Walls collapsed, the ground soaked in blood and viscera. Severed limbs. Screams frozen in torn flesh.
And at the center of it all… an abomination.
A towering entity, monstrous, with dozens of black arms like obsidian, long and curved, each ending in claws sharp enough to cut steel.
There were no eyes on its face. Only a gaping slit where a horrible scream echoed, reverberating through the stones of the city like a living curse.
In its arms, gripped with brutal, desperate force, was a small dwarven girl with dark skin, her chest opened by a black void, as if her soul had been ripped out.
The creature howled in agony. In regret. In despair.
Until finally, the commotion ended when the guards put it down.
**
Far away. Far from everything.
Above the veil of reality and beneath layers of concealment spells, a little girl with an ethereal appearance swung her legs atop an invisible tower.
Skin white as polished bone. White hair, white eyebrows, white eyes—eyes that seemed to carry the absence of all color.
She laughed. A childish sound, joyful… and profoundly wrong.
"Look… Look how everything breaks. So pretty. So red… just like Branca's toys," she whispered to herself, watching the tragic events unfold in dwarven territory.
Her bare feet kicked rhythmically at the air, as if the whole world were just a private theater for her sick amusement.
Suddenly, reality twisted beside her.
A massive shadow emerged from nothing.
Tall, faceless, but its mere presence distorted the space around it. The runes of the world trembled, as if recognizing a higher authority.
"Branca," the voice was like thunder whispered, "he sent word. Deliver the package to the anomaly with three affinities in demon territory."
She stopped swinging her legs.
"What? Branca again?
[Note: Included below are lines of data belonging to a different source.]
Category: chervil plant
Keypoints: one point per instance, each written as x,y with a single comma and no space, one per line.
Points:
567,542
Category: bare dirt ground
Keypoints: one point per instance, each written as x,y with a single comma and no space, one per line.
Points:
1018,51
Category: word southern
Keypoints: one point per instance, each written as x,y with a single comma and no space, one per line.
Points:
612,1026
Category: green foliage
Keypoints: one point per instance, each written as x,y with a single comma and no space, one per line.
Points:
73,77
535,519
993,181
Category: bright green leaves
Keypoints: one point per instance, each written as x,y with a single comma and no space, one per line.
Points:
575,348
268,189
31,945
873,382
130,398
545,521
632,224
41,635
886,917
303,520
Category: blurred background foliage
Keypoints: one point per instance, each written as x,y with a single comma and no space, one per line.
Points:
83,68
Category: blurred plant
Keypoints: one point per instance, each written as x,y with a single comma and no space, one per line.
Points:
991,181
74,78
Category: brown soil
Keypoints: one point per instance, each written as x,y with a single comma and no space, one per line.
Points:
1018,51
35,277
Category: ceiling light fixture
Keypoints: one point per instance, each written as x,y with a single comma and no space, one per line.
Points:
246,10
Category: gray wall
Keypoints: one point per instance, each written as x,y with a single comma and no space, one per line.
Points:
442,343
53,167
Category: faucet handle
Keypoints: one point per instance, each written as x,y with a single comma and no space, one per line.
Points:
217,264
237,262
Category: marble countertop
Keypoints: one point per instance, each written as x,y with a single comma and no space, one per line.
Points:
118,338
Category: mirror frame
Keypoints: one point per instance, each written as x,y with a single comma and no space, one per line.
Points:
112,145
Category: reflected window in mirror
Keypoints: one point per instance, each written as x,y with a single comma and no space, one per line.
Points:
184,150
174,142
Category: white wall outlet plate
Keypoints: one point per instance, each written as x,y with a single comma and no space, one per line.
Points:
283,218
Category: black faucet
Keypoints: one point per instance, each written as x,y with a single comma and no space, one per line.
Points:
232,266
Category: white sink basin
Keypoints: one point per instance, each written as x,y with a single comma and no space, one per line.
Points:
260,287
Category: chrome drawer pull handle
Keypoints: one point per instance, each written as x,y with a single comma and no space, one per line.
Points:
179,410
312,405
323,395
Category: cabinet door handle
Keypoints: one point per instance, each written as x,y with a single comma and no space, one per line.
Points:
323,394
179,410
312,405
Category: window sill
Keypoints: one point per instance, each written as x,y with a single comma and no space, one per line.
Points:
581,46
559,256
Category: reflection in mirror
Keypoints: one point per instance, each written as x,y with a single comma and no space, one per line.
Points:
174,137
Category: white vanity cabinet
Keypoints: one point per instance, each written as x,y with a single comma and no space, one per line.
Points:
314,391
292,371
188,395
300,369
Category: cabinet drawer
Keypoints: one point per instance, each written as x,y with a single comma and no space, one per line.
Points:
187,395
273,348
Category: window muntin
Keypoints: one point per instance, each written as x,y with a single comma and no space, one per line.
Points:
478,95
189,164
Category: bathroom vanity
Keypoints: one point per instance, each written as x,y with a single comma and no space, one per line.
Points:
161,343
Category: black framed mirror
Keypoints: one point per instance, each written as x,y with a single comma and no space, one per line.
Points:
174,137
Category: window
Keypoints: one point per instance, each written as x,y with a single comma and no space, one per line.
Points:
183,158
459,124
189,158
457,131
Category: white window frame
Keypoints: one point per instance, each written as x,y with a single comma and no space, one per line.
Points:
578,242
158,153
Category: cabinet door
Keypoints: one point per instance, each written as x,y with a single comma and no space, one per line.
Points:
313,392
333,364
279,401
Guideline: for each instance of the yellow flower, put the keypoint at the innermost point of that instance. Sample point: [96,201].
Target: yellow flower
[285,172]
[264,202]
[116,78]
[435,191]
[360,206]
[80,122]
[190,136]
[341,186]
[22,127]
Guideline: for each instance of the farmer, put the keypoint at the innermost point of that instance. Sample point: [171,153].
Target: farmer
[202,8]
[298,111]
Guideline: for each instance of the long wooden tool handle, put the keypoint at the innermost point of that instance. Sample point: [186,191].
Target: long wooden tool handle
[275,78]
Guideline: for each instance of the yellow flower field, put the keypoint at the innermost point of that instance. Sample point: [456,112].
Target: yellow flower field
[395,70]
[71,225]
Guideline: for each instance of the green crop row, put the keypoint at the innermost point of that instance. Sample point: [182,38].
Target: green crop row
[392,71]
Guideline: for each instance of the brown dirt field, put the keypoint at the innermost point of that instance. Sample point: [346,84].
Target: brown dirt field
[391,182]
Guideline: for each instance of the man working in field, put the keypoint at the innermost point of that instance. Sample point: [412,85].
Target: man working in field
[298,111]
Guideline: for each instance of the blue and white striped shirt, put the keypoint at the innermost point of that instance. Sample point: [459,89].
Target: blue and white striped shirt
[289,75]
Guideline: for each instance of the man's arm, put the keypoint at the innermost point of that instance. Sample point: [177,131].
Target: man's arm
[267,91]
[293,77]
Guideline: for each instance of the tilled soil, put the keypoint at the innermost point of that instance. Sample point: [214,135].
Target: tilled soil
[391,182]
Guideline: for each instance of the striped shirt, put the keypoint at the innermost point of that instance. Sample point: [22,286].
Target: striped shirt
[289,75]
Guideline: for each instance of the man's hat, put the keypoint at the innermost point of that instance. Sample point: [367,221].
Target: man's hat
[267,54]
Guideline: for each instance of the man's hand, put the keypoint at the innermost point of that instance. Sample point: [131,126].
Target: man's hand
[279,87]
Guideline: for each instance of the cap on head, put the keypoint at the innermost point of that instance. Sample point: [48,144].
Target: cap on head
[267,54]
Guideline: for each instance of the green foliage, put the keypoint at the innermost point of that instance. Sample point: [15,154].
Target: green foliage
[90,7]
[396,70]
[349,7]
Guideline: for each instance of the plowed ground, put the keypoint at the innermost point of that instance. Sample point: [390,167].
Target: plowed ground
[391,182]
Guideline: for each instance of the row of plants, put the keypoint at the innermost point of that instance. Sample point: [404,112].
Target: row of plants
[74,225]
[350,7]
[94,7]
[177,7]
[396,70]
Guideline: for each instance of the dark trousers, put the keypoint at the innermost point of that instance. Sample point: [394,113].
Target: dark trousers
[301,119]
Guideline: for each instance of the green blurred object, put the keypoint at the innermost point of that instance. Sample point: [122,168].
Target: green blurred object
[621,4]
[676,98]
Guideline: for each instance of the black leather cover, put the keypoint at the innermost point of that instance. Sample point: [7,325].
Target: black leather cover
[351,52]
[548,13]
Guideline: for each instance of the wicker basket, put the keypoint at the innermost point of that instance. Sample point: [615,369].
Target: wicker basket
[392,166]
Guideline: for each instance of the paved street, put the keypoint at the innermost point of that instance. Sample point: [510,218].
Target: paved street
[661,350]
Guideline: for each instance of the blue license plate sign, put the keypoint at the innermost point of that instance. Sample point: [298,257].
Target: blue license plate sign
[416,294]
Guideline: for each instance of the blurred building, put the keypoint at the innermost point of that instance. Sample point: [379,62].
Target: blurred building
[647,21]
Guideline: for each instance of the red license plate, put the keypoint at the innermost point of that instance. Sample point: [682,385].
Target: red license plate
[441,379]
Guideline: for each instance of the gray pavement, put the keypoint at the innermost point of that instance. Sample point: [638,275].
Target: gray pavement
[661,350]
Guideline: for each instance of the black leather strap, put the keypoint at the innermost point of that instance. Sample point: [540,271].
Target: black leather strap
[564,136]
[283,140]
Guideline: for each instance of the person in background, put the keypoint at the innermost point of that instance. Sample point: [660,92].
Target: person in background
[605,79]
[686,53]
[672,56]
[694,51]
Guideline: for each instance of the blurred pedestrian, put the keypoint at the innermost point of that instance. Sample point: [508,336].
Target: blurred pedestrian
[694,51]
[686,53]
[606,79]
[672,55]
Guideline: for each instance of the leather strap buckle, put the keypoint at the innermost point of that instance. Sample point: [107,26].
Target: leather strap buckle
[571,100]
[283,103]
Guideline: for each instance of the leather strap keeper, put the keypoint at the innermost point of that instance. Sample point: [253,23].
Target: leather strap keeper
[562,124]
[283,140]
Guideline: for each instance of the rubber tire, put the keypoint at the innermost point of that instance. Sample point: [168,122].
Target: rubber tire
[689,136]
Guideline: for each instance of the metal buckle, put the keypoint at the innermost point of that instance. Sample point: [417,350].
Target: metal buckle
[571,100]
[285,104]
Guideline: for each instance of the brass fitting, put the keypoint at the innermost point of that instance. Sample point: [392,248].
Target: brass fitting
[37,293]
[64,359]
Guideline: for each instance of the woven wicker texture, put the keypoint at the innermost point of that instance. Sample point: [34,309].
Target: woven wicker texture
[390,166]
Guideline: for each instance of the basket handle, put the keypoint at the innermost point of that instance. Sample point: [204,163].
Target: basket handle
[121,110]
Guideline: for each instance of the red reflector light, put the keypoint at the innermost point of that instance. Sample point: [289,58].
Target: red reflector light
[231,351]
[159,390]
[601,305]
Branca likes freedom, you go!" she crossed her arms, pouting. "Branca wants to play! Branca always gets the boring places!"
"I didn't come to argue. Carry out your orders. It's been a while since you had a real mission."
"Real missions are always so boring!" she rolled her eyes like a spoiled child. "And horny demon… horny demon sees Branca. Branca doesn't like when someone sees Branca."
The being's aura expanded. Like a tide of darkness and authority, it swallowed the space around them.
Its golden eyes flared from the void.
Branca screamed. A shrill, spoiled, hysterical scream like a tantrum:
"AAAHHH! Fine, fine! Everything's Branca, everything's Branca! Branca does this, Branca kills that! Branca just wants to do cool experiments!"
"But Branca can't kill sexy demon!" she crossed her arms again. "Horny mage always finds Branca. And Branca doesn't want to die… yet."
The shadow receded, nodding silently. In moments, it vanished as if it had never been there.
Branca huffed, puffing her cheeks. Her white eyes looked toward the horizon with a mix of disgust and mischievous curiosity.
"Hmph… before I see sexy horn-boy, Branca's going to visit another toy in human territory. Branca left an unfinished experiment there. So cute… and so broken. Hehehe..."
She jumped from the invisible tower as if it were nothing but a game. And when her feet touched the ground, reality tore open in a black flower, swallowing her presence.
Once again, chaos had legs and eyes.